5. De la guerre cognitive en démocratie
« Nos cerveaux, et par conséquent nos esprits, apparaissent comme un sixième domaine militaire après la terre, la mer, l’espace, les airs et le cyberespace ».
L’autrice fait référence au livre « Ces guerres qui nous attendent 2030-2060 ».
Le sujet est sensible, et l’Américaine Nita Farahany fait émerger un nouveau droit, celui de notre « intégrité mentale », qui devrait s’accompagner d’une nouvelle forme de sécurité, la « sécurité cognitive ». Nos cerveaux sont bien un champ de bataille.
6. Puissance n’est pas (toujours) pouvoir
Dans ce chapitre, Asma Mhalla explique que les deux entités BigState et BigTech ont besoin d’une de l’autre. « À l’ère de la Technologie Totale, public et privé ne sont plus toujours dissociables. Les BigTech sont désormais l’infrastructure informationnelle dont a besoin d’État pour poursuivre sa mission initiale ». « Les BigTech sont bel et bien une extension technologique et militaire de leur État ». L’autrice ne le cite pas, mais cela m’a fait penser au rôle joué par la « Compagnie anglaise des Indes orientales » au profit de l’Empire britannique.
7. La militarisation du monde
Asma Mhalla évoque notamment dans ce chapitre le protectionnisme des deux BigState, bien traité dans la note de lecture du livre d’Ali Laïdi « Histoire mondiale du protectionnisme ». On assiste à une militarisation du monde avec comme horizon possible une hyperguerre entre les grands blocs.
8. Le spectre de l’hyperguerre
Elle évoque le point de singularité militaire, qui « correspond au moment où le rythme des opérations, boosté par les super-algorithmes, dépasserait les capacités humaines ».
9. Naissance du complexe techno-militaire américain ?
Asma Mhalla traite des liens entre les BigTech et le monde militaire, et évoque l’émergence d’un complexe civilo-militaire, qui viendrait s’ajouter au complexe militaro-industriel dénoncé par Eisenhower en 1961.
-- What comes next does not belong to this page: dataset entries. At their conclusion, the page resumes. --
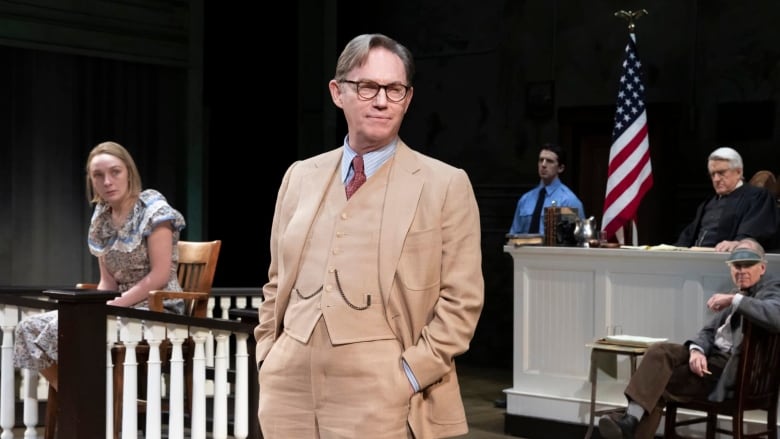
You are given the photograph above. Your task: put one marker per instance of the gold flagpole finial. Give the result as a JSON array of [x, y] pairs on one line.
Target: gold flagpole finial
[[631, 17]]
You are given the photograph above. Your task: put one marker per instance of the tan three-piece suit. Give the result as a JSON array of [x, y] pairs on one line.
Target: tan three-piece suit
[[395, 271]]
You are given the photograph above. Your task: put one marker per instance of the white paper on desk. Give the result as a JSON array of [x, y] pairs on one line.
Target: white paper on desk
[[633, 340]]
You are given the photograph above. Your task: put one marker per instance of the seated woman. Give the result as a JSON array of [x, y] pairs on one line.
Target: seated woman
[[133, 233]]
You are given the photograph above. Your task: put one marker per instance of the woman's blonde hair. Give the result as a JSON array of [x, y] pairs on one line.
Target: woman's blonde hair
[[118, 151]]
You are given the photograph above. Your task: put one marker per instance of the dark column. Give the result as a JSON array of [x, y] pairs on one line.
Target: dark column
[[82, 362]]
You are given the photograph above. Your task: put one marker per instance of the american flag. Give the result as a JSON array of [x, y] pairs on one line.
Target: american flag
[[630, 175]]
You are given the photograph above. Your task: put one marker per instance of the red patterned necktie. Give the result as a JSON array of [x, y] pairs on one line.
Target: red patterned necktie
[[359, 178]]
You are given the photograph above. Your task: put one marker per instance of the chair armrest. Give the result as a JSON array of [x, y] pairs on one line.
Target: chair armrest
[[156, 297]]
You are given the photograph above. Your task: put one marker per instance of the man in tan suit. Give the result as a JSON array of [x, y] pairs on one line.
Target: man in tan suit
[[372, 292]]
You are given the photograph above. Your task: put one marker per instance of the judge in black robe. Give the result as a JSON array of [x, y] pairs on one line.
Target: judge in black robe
[[746, 212]]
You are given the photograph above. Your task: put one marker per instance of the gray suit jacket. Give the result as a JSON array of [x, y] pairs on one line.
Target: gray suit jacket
[[762, 306]]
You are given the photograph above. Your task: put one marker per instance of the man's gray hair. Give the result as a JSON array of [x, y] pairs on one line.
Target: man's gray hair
[[727, 154]]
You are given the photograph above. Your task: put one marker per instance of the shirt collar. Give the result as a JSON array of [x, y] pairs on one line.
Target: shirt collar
[[372, 161]]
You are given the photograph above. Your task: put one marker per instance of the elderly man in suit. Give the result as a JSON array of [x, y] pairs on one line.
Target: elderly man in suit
[[375, 282], [706, 365]]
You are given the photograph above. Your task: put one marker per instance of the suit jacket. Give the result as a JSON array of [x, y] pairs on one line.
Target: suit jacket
[[751, 212], [762, 307], [430, 273]]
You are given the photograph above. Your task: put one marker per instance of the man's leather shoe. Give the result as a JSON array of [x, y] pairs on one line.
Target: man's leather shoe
[[618, 426]]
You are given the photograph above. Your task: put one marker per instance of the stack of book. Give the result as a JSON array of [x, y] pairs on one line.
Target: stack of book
[[520, 239]]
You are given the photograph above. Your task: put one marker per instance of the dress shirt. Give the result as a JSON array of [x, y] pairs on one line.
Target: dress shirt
[[372, 161], [558, 194]]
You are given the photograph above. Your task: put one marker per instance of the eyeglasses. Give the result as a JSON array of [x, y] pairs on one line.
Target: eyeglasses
[[366, 90]]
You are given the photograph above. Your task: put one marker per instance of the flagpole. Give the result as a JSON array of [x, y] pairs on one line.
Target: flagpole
[[629, 172], [631, 17]]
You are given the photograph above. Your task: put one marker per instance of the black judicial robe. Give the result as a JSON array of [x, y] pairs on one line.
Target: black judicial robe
[[750, 212]]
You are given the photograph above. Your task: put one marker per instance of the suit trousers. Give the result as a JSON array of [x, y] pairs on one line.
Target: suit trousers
[[320, 391], [664, 374]]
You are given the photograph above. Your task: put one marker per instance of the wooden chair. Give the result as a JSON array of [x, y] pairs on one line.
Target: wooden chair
[[756, 388], [196, 269]]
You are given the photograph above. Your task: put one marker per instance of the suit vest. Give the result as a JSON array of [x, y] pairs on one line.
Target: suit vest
[[339, 277]]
10. La doctrine de l’information totale
Asma Mhalla dénonce un « édifice de surveillance généralisé » mis en place à la faveur des nouvelles Technopolitiques numériques. « Celles-ci donnent les moyens à des États affaiblis d’entrer à peu de frais, dans une nouvelle ère, celle de « l’information totale » au service d’une doctrine contre-insurrectionnelle dont les dispositifs, désormais automatisés, sont invisibilisés ». Aux BigTech la souveraineté fonctionnelle. Aux BigState la souveraineté territoriale. L’autrice craint un état de surveillance permanent, fortement dénoncé par des structures comme la Quadrature du Net.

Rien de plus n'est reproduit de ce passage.